Dans le cas du mélanome, une forme grave de cancer de la peau, Les recherches d’Insall suggère que les cellules cancéreuses émettent elles-mêmes leurs propres signaux de propagation, créant les instructions locales qui les dirigent vers la propagation.

« D’autres types de cancer de la peau ne sont pas aussi effrayants parce qu’ils ne se propagent pas ou rarement. Et l’une des raisons est qu’ils ne sont pas préparés à se pousser vers l’extérieur de la même manière », dit-il. « Je soupçonne que les cancers les plus métastatiques, les plus mortels, ont cette même propriété [as melanoma].”

La reprogrammation du microenvironnement d’une tumeur pourrait réveiller les cellules immunitaires du corps pour les détruire

Professeur Fran Balkwill

Quels progrès faisons-nous?

Des idées telles que celles d’Insall continuent d’éclairer la recherche sur la biologie du cancer, en s’appuyant sur les décennies d’efforts qui ont précédé. Ces connaissances en plein essor ont transformé la façon dont les médecins diagnostiquent et traitent les cancers – au Royaume-Uni, par exemple, les taux de survie ont doublé au cours des 40 dernières années pour tous les cancers combinés. « Dans ce voyage pour guérir les patients atteints de cancer », déclare Swanton, « je pense que nous sommes à mi-chemin. »

Partie d'une tumeur ovarienne vue au microscope

Partie d’une tumeur ovarienne vue au microscope, avec des cellules cancéreuses en bleu et des cellules immunitaires en marron Institut du cancer de Barth

La seconde moitié de cette odyssée exige des recherches plus approfondies. Une recherche qui ne profitera pas seulement aux patients atteints de cancer de demain, mais qui gardera l’espoir pour les personnes touchées par le cancer aujourd’hui qui pourraient avoir des options de traitement limitées ou inexistantes si leur cancer progresse.

Eileen Rapley, une participante à l’étude TRACERx qui est traitée à l’UCLH et qui a également reçu un médicament d’immunothérapie qui a jusqu’à présent tenu son cancer à distance, déclare : « Lorsque vous recevez un diagnostic de cancer et que vous êtes soudainement très dépendant des autres, le fait de pouvoir apporter quelque chose le rend un peu plus acceptable. Vous sentez qu’au moins ce cancer a un effet positif plutôt que négatif.

Mais le financement de ce type de recherche vitale a été soumis à des contraintes considérables, en grande partie à cause de la pandémie, le CRUK devant réduire ses dépenses prévues pour 2022-23 de 400 à 300 millions de livres sterling.

« Maintenir l’investissement dans la recherche sur le cancer et revenir là où nous étions en 2017, 2018 et 2019 va être absolument crucial », déclare Swanton.

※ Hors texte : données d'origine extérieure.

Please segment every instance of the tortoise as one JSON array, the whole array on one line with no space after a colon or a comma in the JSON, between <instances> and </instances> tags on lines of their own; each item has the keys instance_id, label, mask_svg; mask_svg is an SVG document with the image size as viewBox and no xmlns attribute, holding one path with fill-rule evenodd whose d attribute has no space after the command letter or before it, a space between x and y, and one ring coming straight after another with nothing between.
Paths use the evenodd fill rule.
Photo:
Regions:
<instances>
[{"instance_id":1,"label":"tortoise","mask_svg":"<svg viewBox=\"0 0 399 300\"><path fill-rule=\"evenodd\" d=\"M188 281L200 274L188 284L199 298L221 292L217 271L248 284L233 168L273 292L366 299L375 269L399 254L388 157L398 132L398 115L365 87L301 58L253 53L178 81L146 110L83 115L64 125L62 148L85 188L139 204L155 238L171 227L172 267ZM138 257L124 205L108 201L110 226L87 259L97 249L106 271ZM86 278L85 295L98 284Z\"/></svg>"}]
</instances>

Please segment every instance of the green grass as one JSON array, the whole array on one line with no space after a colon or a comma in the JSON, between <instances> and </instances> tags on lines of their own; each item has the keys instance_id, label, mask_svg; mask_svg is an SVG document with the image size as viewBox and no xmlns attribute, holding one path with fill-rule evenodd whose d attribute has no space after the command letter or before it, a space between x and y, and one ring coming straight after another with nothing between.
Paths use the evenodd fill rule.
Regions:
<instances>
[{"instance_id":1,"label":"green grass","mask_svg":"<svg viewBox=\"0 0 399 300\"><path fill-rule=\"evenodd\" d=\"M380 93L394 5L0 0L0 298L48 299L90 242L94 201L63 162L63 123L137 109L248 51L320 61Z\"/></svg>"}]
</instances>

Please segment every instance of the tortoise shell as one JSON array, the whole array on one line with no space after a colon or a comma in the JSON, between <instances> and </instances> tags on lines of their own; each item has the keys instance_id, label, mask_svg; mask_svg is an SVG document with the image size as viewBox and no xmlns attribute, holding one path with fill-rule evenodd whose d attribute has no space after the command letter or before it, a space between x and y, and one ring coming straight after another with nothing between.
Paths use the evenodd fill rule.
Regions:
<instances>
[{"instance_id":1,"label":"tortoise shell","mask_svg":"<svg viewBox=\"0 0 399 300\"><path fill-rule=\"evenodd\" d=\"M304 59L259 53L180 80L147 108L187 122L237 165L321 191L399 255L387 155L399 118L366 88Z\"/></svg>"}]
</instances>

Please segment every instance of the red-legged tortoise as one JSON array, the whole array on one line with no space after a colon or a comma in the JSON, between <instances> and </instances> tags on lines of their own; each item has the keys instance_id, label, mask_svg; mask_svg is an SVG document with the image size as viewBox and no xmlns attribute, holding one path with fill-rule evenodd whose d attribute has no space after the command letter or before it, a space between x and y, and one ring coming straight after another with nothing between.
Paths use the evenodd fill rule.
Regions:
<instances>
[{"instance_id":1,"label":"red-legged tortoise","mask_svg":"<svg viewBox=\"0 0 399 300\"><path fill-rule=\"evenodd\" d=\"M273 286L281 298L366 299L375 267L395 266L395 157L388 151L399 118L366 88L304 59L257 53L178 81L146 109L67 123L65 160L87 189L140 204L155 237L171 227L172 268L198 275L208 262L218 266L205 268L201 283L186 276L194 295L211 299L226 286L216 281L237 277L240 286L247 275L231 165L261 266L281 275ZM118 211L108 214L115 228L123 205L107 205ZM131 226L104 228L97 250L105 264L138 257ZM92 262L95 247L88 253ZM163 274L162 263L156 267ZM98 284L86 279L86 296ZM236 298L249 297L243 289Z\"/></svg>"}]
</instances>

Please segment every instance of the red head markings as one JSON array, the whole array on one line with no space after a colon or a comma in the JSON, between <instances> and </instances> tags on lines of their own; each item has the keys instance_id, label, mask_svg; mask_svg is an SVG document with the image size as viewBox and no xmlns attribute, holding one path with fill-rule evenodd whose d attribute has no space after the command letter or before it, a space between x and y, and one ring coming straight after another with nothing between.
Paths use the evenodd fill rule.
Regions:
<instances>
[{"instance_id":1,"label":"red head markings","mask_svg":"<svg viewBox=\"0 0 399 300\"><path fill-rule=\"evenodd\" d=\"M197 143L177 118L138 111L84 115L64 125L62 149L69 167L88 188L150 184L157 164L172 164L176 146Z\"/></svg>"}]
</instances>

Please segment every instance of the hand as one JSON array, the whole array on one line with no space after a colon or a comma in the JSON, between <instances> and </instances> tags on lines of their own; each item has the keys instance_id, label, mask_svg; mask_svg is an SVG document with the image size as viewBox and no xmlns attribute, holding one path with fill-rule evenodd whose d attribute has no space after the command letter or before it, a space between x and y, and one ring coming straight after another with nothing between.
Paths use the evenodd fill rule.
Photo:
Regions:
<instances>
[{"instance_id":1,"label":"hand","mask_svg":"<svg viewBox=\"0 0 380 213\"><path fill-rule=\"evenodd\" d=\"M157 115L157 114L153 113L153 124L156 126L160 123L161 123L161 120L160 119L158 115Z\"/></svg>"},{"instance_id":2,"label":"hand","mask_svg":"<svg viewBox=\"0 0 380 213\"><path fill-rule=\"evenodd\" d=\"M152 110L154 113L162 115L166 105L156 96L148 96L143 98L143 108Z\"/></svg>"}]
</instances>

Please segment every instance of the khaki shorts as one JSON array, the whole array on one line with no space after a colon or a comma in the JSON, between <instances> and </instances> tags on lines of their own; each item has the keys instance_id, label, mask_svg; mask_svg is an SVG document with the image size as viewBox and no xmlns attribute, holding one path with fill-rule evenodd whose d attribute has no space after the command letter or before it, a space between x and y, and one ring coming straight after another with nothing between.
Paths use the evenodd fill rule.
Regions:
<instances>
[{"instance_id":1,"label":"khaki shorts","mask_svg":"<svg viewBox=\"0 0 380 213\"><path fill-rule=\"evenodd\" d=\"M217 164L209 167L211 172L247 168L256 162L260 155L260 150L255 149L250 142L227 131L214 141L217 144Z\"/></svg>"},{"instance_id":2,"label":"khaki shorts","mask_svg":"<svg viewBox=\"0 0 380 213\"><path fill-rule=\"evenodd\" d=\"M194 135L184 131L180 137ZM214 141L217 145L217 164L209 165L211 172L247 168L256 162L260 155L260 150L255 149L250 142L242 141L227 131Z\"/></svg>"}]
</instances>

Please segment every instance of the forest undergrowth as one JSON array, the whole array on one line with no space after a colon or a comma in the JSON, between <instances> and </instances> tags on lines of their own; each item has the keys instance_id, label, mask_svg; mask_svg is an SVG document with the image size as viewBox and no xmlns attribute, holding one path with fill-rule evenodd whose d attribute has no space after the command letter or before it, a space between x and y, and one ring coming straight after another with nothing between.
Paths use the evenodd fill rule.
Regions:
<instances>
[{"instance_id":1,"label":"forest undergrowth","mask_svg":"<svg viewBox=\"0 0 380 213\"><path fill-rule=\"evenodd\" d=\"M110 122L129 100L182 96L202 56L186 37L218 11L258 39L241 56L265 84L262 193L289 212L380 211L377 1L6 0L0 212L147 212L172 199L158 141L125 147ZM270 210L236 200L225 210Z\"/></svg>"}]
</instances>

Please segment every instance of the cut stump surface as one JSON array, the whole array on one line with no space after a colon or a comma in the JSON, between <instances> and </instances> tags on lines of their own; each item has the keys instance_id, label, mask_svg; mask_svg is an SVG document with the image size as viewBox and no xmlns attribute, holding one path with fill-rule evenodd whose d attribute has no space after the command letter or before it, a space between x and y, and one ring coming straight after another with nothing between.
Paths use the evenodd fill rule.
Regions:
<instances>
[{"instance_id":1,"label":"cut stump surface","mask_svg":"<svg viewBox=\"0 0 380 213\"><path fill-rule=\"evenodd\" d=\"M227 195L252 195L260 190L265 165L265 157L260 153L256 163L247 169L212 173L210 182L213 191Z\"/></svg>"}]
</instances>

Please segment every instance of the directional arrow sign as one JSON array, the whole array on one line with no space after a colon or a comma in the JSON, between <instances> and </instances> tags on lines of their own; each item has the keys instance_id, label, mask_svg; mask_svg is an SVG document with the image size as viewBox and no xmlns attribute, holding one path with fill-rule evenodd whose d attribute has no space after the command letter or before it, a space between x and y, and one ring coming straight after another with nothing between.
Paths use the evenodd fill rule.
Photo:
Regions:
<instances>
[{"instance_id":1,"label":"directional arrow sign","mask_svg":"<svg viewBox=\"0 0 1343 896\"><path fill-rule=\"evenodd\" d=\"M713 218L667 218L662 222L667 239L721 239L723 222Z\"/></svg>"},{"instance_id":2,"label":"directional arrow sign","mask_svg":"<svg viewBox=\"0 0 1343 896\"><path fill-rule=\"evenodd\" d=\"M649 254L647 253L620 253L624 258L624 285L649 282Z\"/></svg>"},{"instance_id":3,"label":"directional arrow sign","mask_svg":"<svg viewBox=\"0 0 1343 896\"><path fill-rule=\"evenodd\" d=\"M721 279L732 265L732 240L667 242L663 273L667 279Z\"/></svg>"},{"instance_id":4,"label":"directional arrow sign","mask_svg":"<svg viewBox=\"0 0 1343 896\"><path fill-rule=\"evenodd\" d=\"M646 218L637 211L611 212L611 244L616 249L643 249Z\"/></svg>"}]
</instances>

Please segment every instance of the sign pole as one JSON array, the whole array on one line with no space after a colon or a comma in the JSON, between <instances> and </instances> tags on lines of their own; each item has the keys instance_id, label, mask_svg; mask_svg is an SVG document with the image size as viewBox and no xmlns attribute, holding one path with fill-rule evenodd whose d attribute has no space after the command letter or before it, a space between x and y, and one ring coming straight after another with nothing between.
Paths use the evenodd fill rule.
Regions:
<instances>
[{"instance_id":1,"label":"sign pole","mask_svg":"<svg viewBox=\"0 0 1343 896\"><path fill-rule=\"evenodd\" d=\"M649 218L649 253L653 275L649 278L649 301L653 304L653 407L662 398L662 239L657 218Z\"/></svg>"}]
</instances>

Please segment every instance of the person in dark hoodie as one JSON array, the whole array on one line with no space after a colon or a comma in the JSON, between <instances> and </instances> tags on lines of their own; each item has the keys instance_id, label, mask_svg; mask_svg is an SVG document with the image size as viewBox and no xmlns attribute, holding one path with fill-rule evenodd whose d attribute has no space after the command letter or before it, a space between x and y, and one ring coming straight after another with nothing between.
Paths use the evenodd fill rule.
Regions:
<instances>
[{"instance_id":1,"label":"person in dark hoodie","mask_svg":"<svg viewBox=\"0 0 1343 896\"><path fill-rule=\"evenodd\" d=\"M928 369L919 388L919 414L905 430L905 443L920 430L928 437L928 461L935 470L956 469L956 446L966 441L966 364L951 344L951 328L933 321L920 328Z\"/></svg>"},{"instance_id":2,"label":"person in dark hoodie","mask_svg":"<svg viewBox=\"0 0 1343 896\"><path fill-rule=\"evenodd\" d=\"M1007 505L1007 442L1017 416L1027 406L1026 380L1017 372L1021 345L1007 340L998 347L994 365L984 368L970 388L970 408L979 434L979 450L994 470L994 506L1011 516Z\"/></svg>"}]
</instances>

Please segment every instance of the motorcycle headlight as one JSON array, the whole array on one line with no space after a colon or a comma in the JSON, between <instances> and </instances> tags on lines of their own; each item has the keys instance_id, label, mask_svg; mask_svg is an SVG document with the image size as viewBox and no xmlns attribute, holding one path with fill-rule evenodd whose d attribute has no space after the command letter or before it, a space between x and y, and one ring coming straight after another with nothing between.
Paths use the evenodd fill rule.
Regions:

«Nous arrivons maintenant au point de pouvoir personnaliser les médicaments administrés aux patients sur la base génétique de leur maladie», dit-il. « Mais nous avons besoin de nouveaux médicaments pour contourner et surmonter la résistance aux médicaments dans les cancers qui se sont propagés, et de nouvelles approches pour détecter les petites tumeurs à un stade précoce et les traiter avant qu’elles ne deviennent malignes. les cinq prochaines décennies.

Cet article a été initialement publié sur theguardian.com dans le cadre de la campagne des révolutionnaires Cancer Research UK et Guardian Labs Cancer.

Pour approfondir les raisons pour lesquelles nous n’avons pas guéri le cancer, nous avons entendu le Dr Alanna Skuse, le Dr Mariam Jamal-Hanjani et Sir Leszek Borysiewicz dans le dernier épisode de notre podcast That Cancer Conversation.

Des momies égyptiennes aux loups médiévaux, en passant par la médecine de précision et l’évolution microscopique, nous jetons un coup d’œil au passé pour découvrir pourquoi guérir le cancer est plus complexe que nous ne le pensons, et ce qui est nécessaire ensuite pour nous rapprocher d’un avenir sans cancer.